ROMA – La scorsa notte i Carabinieri della Compagnia di Castellaneta (Taranto)  coadiuvati nella fase esecutiva dai colleghi della Compagnia di Pisticci, hanno dato esecuzione, nei comuni di Ginosa e Pisticci, ad una ordinanza di applicazione di misura cautelare agli arresti domiciliari, emessa dal GIP del Tribunale di Taranto, Dott.ssa Paola Incalza, su richiesta del Pm Filomena Di Tursi della Procura della Repubblica di Taranto, , nei confronti di un 58enne, titolare di una azienda agricola di Gioia del Colle (Ba) e  un 53enne, entrambi di Ginosa, e di un 49enne e un 53enne, entrambi di Pisticci, ritenuti responsabili, a vario titolo, di intermediazione illecita e sfruttamento del lavoro, detenzione illegale e porto abusivo di armi e munizioni.
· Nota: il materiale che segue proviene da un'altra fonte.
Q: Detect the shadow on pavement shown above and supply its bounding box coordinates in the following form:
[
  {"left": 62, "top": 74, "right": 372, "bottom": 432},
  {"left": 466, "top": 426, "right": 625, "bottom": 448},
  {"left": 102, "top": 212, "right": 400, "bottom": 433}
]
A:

L’attività d’indagine, denominata “Radici ”  svolta dai Carabinieri della Compagnia di Castellaneta, ha documentato le attività illegali connesse allo sfruttamento del lavoro nei campi. I particolare, i militari hanno accertato che la “regista” nell’attività di sfruttamento è una 36enne di origine rumena, anch’essa colpita dall’odierno provvedimento con il quale il G.I.P. ha disposto nei suoi confronti il divieto di dimora nelle province di Taranto, Brindisi, Matera e Cosenza, che materialmente si adoperava per procurare il lavoro presso le aziende agricole con cui era in contatto, reclutando i lavoratori stranieri, sia connazionali che di origini africane. La donna, che veniva coadiuvata dagli odierni 4 arrestati, quando i lavoratori ricevevano la paga,  approfittando del loro stato di necessità, ne sottraeva la metà.

Da quanto è stato accertato grazie anche ai Carabinieri del NIL (Nucleo Ispettorato del Lavoro) di Taranto, con il loro intervento durante le indagini, è stato possibile accertare che  la paga giornaliera era di € 4,00 per ogni ora di lavoro nei campi, che veniva decurtata dalle spese per il vitto ed il viaggio per recarsi al lavoro, effettuato dalla rumena con un furgone.

 E’  stato scoperto nel medesimo contesto anche il possesso e l’utilizzo di armi da sparo (impiegate in campagna anche contro animali selvatici) da parte del 49enne che, a seguito di perquisizione domiciliare e veicolare, è stato trovato in possesso di 12 cartucce cal. 12, che sono state sequestrate, mentre il 53enne di Pisticci che ha aiutato il 49enne ad occultare le armi risponde anche di favoreggiamento, oltre del reato di caporalato.

Ulteriore riscontro all’attività d’indagine è emerso dal controllo mirato di un’azienda agricola di Gioia del Colle di proprietà del 58enne, sanzionata dai Carabinieri anche per violazioni in materia di assunzioni e sicurezza nei luoghi di lavoro. Il 58enne e i due 53enni sono stati sottoposti agli arresti domiciliari mentre al  49enne il provvedimento è stato notificato presso il carcere di Matera dove si trova ristretto per altra causa.